I think this is better than the 20$ option ebay has to offer.
http://www.ebay.com/itm/DUOYI-Digital-Insulation-Resistance-Tester-Megger-MegOhmmeter-Meter-1000V-DY30-1-/221763815393Ebay has some 46$ meggers that are just as sketchy, but ^that one goes to 2500vdc, the others only 1000vac at 50hz. and other hand cranked versions for 50$ to 500..
I can't estimate in my head what resistance a rather large alternator will be just due to its own self capacitance.. so i think you need a dc version to tell you if there is dc corona showing up.. and i see no need to dunk the alternator in water to perform this test.. if the windings are damaged i should think it would be obvious to see them shifted out of their place due to the shock of hitting the ground.
There are a number of options for efficiently extracting power from a turbine if all you want is to dump it into a waterheater, i'll list a few of them, anyhow, it appears the case that you can buy 4500 watt 240vac water heater elements for ~$7 each plus shipping.. but it can cost a great deal if you want a custom stainless water heater with a large number of water heater elements installed.
If you want to limit the number of heater elements as much as possible then you have to go the more expensive route of varying the power electrically.
There was someone here on the forum who had a lot of failures building a mosfet pulse width modulated resistor to make an efficient dump load, but its not impossible for you to do.
One option you have is simply buy a 240volt 20 or 30 hp 3 phase VFD.. and hook up a brake resistor.. use two or three 240v 4500watt water heater elements in parallel.. the vfd will hold the DC bus down by pwm'ing the brake resistor (most of the old dumb ones will not know if the power comes from a high line or a motor back feeding the system). you will then have 3 phase regulated ac power too.. but if you try and draw power from the vfd (say its set for nominal 240v 60h) then the problem is drawing more power than the turbine can deliver will trip the VFD off due to low input line voltage, so this is a potential disaster waiting to happen. --unless you want to install a ~340 volt dc battery system.. or set up a load management system to tell you how much power is available.
Another option you have is configuring a large number of relays or ac solid state relays to switch out the water heater elements (turning them on in binary code) according to the windspeed.. this can get complicated-- for example:
If you use a bunch of voltage controlled relays or some less expensive mechanism, you can get probably get close to 90% capture of the available wind power with i'm guessing.. 10 voltage controlled relays(or an arduino) and a few hundred diodes (look up diode logic) (or use an arduino) , and 12 solid state relays(3 per phase) and 12 water heater elements sized to draw about 5,10,20,40 amps from each phase.--at max output all of the will be turned on, so that's 75 amps per phase. (reduce all the numbers accordingly)
^ that could end up really expensive if you want to run 480 volts because you'll either need to find 480 volt heater elements or you'll need twice as many 240v heater elements, each in series to limit their power consumption.
but you can see that if you have an enslaved fairy to turn on and off the 12 switches.. you can get any arbitrary power level from 5 amps to 75 per phase, in 5 amp increments.
Another option you have is running a bunch of motor run capacitors in series with a number of water heater elements, (three required minimum).. this has potential to be the simplest but it may end up being expensive due to the number of motor run capacitors you'll need to put in series with the water heater.
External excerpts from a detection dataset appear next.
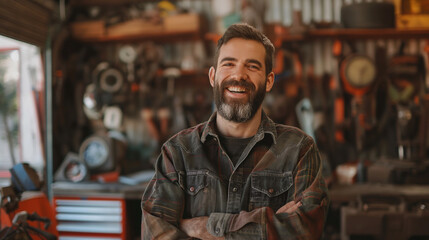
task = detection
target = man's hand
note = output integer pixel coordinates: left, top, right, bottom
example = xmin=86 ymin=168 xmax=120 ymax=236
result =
xmin=276 ymin=201 xmax=302 ymax=214
xmin=180 ymin=217 xmax=225 ymax=240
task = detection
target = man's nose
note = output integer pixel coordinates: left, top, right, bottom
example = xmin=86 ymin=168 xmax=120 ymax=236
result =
xmin=233 ymin=64 xmax=249 ymax=81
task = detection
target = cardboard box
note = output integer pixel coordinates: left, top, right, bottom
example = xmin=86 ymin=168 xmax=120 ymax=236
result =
xmin=70 ymin=20 xmax=106 ymax=39
xmin=164 ymin=13 xmax=200 ymax=32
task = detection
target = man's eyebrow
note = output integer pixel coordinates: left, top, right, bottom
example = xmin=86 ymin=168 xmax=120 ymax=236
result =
xmin=246 ymin=59 xmax=262 ymax=67
xmin=220 ymin=57 xmax=237 ymax=63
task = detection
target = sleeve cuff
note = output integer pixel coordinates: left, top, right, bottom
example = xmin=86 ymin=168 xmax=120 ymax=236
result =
xmin=206 ymin=213 xmax=233 ymax=237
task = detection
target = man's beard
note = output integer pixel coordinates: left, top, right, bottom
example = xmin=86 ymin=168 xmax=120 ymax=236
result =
xmin=213 ymin=77 xmax=266 ymax=123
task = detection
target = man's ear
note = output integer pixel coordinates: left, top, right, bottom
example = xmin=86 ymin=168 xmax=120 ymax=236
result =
xmin=266 ymin=72 xmax=274 ymax=92
xmin=209 ymin=67 xmax=216 ymax=87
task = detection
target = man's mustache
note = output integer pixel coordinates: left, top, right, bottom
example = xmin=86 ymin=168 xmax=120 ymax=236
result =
xmin=221 ymin=79 xmax=256 ymax=91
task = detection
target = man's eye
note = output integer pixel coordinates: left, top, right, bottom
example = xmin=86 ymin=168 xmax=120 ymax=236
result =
xmin=248 ymin=65 xmax=259 ymax=70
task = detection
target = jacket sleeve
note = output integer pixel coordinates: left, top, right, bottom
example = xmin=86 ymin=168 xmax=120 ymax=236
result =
xmin=141 ymin=145 xmax=190 ymax=239
xmin=207 ymin=144 xmax=329 ymax=239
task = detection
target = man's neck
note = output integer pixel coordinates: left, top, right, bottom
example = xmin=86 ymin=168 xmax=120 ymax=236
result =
xmin=216 ymin=108 xmax=262 ymax=138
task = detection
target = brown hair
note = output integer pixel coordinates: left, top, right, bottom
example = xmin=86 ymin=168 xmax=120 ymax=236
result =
xmin=214 ymin=23 xmax=275 ymax=75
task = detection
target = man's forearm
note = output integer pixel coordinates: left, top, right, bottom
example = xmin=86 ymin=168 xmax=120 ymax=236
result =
xmin=180 ymin=217 xmax=225 ymax=240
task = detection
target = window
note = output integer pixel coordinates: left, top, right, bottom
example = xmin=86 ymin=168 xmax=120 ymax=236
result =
xmin=0 ymin=36 xmax=44 ymax=177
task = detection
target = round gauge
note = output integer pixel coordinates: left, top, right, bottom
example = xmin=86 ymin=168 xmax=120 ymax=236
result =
xmin=81 ymin=138 xmax=109 ymax=169
xmin=119 ymin=45 xmax=137 ymax=63
xmin=64 ymin=160 xmax=88 ymax=182
xmin=100 ymin=68 xmax=124 ymax=93
xmin=342 ymin=55 xmax=377 ymax=88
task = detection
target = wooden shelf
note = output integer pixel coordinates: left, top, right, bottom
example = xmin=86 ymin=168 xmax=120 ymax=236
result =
xmin=307 ymin=28 xmax=429 ymax=39
xmin=75 ymin=31 xmax=203 ymax=43
xmin=270 ymin=25 xmax=429 ymax=43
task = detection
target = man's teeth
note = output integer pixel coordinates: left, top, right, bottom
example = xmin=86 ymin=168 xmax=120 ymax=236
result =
xmin=228 ymin=87 xmax=246 ymax=93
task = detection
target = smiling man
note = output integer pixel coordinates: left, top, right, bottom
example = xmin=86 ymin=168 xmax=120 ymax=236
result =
xmin=142 ymin=24 xmax=328 ymax=239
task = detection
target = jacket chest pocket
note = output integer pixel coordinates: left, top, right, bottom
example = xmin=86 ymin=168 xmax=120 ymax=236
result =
xmin=249 ymin=171 xmax=293 ymax=211
xmin=185 ymin=170 xmax=216 ymax=217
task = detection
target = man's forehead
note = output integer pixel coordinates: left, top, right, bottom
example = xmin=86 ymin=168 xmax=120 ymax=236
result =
xmin=218 ymin=38 xmax=266 ymax=63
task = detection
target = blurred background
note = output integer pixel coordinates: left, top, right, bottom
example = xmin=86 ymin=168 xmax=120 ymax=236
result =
xmin=0 ymin=0 xmax=429 ymax=240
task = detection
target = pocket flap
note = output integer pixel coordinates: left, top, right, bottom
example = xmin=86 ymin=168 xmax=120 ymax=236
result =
xmin=251 ymin=171 xmax=293 ymax=197
xmin=186 ymin=170 xmax=210 ymax=195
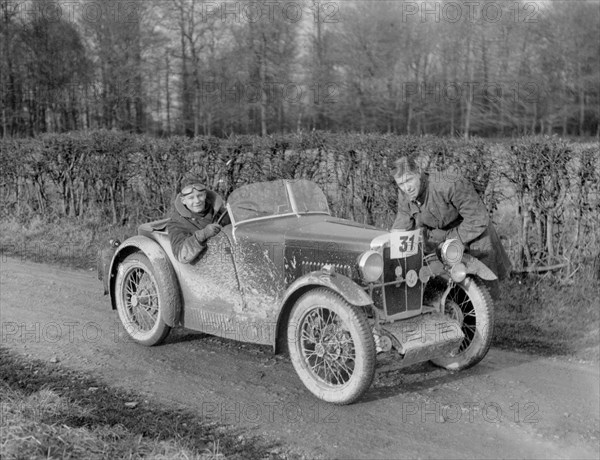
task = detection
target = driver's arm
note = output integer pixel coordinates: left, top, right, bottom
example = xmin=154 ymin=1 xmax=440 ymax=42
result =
xmin=392 ymin=191 xmax=415 ymax=230
xmin=167 ymin=220 xmax=206 ymax=264
xmin=434 ymin=174 xmax=490 ymax=245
The mechanism by which this works is when the voltage and frequency goes up, the current flowing through the capacitors rises with both frequency and current, so you get a natural cubic function and you have the potential to very effectively capture the available wind power.
You'll have to buy a lot of large capacitors.. some folks here have experimented with running electrolytic caps back to back.. but you don't want to buy those new either. --this is where bumping the voltage to 480 would really help because motor run caps are easily found in 600 volt ratings, and you need a fourth as many microfarads when you double the voltage.